Iglesias, cuestionado 

Avelino del Barrio es procurador, Carmen Álvarez-Arenas es consejera delegada de una empresa familiar que recibe subvenciones, Ana Zurita es arquitecta y consejera del cabildo de Tenerife, Jordi Roca es administrador de una empresa dedicada a sistemas informáticos, Raquel Alonso es arquitecta y Javier Ruano es consultor de organización. La también ministra de Agricultura, Isabel García Tejerina, declara una “planta fotovoltaica”.

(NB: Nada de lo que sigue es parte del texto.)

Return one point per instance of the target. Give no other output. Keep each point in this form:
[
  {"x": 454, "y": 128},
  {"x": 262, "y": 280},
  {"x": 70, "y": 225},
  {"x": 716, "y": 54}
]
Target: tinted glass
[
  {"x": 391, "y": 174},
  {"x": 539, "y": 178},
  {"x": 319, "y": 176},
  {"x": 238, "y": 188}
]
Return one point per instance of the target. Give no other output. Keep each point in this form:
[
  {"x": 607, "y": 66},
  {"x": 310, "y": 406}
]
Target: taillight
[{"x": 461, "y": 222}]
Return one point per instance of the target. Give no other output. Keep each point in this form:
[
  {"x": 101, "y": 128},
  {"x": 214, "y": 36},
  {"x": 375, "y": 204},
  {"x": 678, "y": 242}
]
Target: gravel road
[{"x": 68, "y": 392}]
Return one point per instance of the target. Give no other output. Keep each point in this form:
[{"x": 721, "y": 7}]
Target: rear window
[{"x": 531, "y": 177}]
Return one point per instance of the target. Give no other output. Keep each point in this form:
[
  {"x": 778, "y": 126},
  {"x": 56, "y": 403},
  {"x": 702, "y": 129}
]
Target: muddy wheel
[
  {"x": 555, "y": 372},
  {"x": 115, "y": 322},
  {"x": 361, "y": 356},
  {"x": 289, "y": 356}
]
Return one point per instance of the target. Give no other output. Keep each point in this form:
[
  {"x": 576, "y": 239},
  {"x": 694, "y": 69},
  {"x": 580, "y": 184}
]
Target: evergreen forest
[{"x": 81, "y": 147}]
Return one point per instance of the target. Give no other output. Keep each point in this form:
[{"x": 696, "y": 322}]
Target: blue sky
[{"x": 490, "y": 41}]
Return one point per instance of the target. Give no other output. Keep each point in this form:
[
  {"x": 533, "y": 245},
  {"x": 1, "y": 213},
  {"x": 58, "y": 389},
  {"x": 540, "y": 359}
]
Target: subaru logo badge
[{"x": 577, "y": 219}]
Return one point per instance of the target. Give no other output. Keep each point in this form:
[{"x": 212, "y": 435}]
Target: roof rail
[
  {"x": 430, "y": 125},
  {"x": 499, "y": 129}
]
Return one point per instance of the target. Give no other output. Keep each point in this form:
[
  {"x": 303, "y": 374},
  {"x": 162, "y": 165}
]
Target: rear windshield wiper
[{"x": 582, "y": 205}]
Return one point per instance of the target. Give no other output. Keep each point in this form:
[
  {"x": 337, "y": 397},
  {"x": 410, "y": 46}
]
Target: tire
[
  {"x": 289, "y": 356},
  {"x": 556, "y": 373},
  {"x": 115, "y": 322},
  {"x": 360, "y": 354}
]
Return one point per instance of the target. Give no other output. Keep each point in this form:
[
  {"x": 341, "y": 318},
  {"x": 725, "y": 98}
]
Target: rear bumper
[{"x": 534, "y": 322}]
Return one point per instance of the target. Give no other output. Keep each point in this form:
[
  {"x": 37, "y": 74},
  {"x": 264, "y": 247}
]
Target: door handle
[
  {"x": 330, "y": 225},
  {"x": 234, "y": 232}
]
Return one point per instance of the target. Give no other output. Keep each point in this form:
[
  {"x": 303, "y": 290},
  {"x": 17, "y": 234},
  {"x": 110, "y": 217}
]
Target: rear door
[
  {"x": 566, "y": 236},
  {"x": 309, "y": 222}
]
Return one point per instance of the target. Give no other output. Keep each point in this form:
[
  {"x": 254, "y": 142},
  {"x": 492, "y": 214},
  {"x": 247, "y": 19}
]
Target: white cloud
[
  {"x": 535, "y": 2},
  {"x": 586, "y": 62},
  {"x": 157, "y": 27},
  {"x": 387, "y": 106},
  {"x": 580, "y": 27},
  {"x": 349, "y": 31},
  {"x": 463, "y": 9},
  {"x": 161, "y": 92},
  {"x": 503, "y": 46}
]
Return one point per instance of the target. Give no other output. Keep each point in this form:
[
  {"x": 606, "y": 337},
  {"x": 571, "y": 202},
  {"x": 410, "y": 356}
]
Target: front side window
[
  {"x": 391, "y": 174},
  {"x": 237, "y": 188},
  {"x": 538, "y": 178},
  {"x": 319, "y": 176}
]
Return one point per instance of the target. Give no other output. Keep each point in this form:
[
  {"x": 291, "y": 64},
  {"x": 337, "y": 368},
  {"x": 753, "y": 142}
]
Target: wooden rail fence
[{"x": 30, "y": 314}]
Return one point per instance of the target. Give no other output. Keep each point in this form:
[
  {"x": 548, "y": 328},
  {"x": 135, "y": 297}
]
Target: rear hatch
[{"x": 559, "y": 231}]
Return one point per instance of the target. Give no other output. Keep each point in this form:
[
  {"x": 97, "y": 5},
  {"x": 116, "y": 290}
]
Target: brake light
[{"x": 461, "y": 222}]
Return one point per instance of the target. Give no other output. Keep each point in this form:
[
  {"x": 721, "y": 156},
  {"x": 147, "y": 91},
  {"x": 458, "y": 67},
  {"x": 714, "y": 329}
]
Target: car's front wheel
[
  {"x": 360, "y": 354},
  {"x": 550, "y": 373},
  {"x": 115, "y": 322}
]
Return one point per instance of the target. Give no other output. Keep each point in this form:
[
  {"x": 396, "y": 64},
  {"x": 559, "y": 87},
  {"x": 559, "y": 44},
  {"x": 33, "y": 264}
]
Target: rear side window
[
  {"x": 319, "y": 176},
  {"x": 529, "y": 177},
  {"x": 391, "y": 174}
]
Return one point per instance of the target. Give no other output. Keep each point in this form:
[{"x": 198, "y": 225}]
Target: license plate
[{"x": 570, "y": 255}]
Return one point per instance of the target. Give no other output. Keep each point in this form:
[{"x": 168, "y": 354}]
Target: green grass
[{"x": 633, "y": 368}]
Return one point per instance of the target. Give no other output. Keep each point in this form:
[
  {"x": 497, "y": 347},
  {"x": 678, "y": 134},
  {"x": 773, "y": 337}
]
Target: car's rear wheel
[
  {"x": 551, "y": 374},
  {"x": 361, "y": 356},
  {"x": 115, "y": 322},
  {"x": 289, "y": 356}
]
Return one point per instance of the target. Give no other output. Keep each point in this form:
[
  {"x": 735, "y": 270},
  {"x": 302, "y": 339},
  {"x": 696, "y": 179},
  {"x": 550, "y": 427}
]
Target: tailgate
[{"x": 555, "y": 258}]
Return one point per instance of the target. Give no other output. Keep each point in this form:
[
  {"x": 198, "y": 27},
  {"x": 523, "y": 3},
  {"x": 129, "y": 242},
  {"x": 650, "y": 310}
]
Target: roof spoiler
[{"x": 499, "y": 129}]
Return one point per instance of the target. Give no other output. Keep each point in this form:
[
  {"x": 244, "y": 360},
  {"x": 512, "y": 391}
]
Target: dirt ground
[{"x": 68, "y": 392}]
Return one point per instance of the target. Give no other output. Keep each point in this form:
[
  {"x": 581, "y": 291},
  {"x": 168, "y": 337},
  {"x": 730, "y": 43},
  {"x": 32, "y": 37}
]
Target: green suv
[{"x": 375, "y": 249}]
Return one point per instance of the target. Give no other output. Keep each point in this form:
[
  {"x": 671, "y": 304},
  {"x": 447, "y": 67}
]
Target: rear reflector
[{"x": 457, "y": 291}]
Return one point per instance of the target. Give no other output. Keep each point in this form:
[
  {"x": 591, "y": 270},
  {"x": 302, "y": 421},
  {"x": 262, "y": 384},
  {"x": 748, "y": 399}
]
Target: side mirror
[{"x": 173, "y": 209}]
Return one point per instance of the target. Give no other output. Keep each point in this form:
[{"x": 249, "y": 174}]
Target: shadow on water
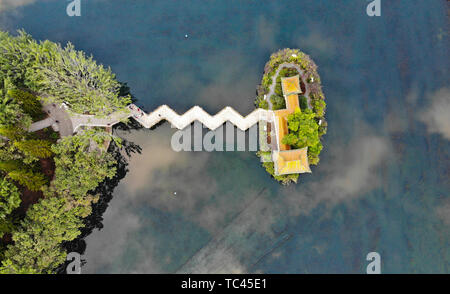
[{"x": 106, "y": 189}]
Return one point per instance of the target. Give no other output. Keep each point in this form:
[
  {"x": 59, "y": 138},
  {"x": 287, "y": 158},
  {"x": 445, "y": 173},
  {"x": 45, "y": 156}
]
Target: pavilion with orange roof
[{"x": 287, "y": 161}]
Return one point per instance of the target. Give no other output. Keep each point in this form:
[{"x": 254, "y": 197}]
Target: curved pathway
[{"x": 164, "y": 112}]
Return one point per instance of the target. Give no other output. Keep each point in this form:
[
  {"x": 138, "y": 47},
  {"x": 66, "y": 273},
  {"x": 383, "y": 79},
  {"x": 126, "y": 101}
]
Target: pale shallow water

Los de Unidos Podemos cuestionados por el PSOE están encabezados por Pablo Iglesias que declara “charlas, talleres de carácter docente, conferencias, programas de televisión con o sin remuneración, presentador y director del programa de televisión Fort Apache”.

Junto a él están Noelia Vera que declara “publicación de libros y artículos, redactora y presentadora de La Tuerka, conferencias, encuentros políticos, académicos y participación en programas de televisión con o sin remuneración”; Íñigo Errejón que pide autorización para “libros, conferencias, charlas, participación en programas de televisión con o sin remuneración”; Rosa Martínez, para “conferencias y cursos, percibiendo compensación de fundación privada”; Juan López de Uralde “propietario de central solar fotovoltaica”; Rafael Mayoral, abogado “de manera esporádica”; Carolina Bescansa, “elaboración de estudios mediante contratos de investigación y/o consultoría”; Jaume Moya es procurador; Raimundo Viejo, socio en Artefakte; Diego Cañamero “recogida de cultivo y solicitud de baja del subsidio REASS”; y Sara Carreño, abogada.

De Ciudadanos figuran Patricia Reyes, concejal y abogada; Miguel Ángel Garaulet, “administrador único de Garaulet y Asociados, consultoría”; Félix Álvarez, actor; Diego Clemente, perito judicial y arquitecto; Elena Faba, “administradora de DTV Comunicación y estrella Digital, entre otras” y Toni Cantó, actor.

Los de ERC son Joan Capdevilla, accionista de C.V. Capdevila S-L. y Ana Surra que “comunica haber cursado al Banco de Previsión Social de Uruguay orden de suspensión de la percepción de la pensión de jubilación”.